Comédien et enfant / Pablo Picasso /The National Museum of Art / Osaka
Ai tendu l'oreille l'autre jour à l'émission "Les pieds sur terre" intitulée
"Un prof pour la vie". Des gens y parlaient des enseignants qui avaient eu une influence décisive sur leur existence, qui non seulement avaient su les aider, mais les avaient véritablement sauvés en leur permettant de prendre confiance en leur pas.

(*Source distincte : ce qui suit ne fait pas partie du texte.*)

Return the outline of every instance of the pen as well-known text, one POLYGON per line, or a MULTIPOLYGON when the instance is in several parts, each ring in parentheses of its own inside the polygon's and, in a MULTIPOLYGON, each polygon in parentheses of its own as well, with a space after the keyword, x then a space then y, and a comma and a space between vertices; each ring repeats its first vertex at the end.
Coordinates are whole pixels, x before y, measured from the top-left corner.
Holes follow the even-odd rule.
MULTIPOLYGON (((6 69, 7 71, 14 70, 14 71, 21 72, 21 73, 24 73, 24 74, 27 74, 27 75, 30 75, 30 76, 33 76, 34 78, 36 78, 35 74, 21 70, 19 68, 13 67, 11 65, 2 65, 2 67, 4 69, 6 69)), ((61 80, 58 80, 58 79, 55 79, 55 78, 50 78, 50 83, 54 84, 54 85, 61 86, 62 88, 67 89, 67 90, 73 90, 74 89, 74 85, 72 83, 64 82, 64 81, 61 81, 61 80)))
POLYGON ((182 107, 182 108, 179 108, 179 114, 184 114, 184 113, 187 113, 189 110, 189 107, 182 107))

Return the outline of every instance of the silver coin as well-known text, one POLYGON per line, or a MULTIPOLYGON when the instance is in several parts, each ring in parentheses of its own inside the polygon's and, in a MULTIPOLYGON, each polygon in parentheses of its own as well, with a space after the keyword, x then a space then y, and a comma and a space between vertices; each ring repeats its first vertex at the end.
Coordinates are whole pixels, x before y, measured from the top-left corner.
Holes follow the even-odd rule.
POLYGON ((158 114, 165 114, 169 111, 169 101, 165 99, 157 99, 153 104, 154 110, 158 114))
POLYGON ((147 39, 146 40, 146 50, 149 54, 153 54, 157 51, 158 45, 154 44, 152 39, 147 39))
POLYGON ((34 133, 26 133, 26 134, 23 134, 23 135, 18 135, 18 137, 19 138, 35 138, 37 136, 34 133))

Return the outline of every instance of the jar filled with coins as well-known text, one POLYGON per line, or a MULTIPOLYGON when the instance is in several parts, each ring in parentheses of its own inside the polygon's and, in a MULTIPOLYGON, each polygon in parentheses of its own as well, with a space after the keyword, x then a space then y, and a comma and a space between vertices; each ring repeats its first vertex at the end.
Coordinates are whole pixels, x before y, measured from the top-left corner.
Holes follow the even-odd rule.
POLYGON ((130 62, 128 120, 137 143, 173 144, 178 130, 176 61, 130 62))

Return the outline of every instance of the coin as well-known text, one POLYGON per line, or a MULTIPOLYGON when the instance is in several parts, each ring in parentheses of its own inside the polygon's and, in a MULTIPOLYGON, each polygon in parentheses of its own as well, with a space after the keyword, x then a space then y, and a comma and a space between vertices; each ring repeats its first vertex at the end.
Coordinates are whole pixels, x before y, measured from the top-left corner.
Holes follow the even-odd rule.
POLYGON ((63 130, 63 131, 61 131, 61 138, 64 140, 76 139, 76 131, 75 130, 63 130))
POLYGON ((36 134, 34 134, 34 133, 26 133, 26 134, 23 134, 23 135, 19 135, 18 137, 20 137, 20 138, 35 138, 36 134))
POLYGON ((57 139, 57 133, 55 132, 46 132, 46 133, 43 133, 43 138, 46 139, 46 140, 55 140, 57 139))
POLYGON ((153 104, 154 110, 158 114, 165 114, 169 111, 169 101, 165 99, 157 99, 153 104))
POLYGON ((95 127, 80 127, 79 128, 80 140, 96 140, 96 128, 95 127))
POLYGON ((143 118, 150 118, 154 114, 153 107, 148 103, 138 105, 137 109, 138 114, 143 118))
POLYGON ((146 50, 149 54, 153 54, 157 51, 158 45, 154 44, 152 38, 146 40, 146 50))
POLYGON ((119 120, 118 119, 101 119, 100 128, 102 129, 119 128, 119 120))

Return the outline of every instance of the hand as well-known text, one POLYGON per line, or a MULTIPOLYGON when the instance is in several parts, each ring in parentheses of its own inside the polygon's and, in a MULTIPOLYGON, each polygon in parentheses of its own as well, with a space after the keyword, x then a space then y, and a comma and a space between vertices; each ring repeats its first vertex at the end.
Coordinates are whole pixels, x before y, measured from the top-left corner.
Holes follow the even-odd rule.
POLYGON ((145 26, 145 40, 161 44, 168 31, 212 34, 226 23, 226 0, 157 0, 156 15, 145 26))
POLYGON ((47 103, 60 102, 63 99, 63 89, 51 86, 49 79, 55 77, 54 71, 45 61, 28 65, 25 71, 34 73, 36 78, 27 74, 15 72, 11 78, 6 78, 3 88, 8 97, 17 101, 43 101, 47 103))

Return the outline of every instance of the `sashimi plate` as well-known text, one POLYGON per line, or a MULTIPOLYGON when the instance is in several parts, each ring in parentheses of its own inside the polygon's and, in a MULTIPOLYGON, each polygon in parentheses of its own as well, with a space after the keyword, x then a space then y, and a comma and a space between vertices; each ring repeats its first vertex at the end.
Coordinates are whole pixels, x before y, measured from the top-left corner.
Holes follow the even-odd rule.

Tandis que j'écoutais, deux ou trois personnalités lumineuses se sont imposées à ma mémoire, dont la plus marquante était Mme G. Mme G. avec sa mise en pli et son visage ridé. Mme G. proche de la retraite. Mme G. terriblement sévère. Mme G. qui n'hésitait pas à me sanctionner quand mon comportement laissait à désirer (je devais être je crois un peu rebelle parce que, durant les deux années où elle a été ma maîtresse, Mme G. n'a jamais eu l'occasion de me mettre une bonne note en conduite, avec une petite étoile collée juste à côté. Je suis allée relire les livrets : "babil" "ne doit pas dire" ou "doit apprendre à respecter"). Mme G. ne plaisantait pas avec la discipline (et probablement qu'avec moi, elle a eu un peu de fil à retordre). Mais il faut mettre au crédit de Mme G. qu'elle n'avait aucun chouchou. Ce n'était pas une maîtresse à bouquets de fleurs, à risettes ou à révérences.
Mme G. m'a appris à être intransigeante avec moi-même, à respecter les règles (du moins celles qui concernaient la grammaire et l'orthographe), à penser droit, à aimer lire tous les livres qu'elle disposait au fond de la classe pour que nous puissions les emprunter. Elle ne voulait pas savoir si je faisais partie des enfants de migrants, si ma maison était isolée loin, très loin du quartier, si mes parents étaient quasi analphabètes ou si je n'avais pas d'appui pour mes devoirs. Elle voulait seulement que je ne fasse pas de fautes. Elle exigeait de moi ce qu'elle exigeait de tous les enfants, sans faire de différences, et ça m'a sauvé la mise.
Un jour, ma mère est allée la voir. Elle était inquiète car deux mamans du quartier l'avaient apostrophée : "Votre fille, c'est pas normal. Elle est trop intelligente. Vous devriez l'emmener voir un psychologue." Mme G. a réglé la question d'un mot. Elle a prononcé "Sottises!" d'un ton sec. "Votre fille travaille bien et il faut qu'elle continue de travailler." Point.
Ma pauvre mère était très jeune. Et très démunie. Elle ne trouvait pas ses mots en français. Elle craignait toujours de se tromper, de faire des faux pas dans ce pays d'accueil pas vraiment accueillant. Elle ne pouvait pas s'imaginer (même si elle en faisait tous les jours l'amère expérience) l'étendue de la xénophobie dans ce quartier populaire en marge duquel nous vivions. Un quartier où l'on votait massivement en faveur de partis prônant "la régulation de la main-d’œuvre étrangère" et pour lesquels un bon étranger laisse au pays femme et enfants. Qu'une fille d'immigrés, censés faire le ménage ou travailler sur des chantiers, obtienne des "zéro faute" en dictée ou reçoive la meilleure note en composition, ça devait probablement les faire rager, les dames en question. Ça n'était pas normal, ça sortait de leur cadre. Du coup, effectivement, l'enfant concerné devait aller consulter. Heureusement, le cadre de Mme G. prévoyait bien des punitions et des remontrances, mais certainement pas l'exclusion des capacités et des compétences.
Mme G. doit avoir quitté ce monde depuis fort longtemps. En regardant le ciel (très souvent dégagé ici) il me semble certaines nuits percevoir une étoile, émettant une lumière constante et ciblée, et qui luit de manière désapprobatrice, naturellement, quand elle me voit traiter avec désinvolture les accords de mes participes passés.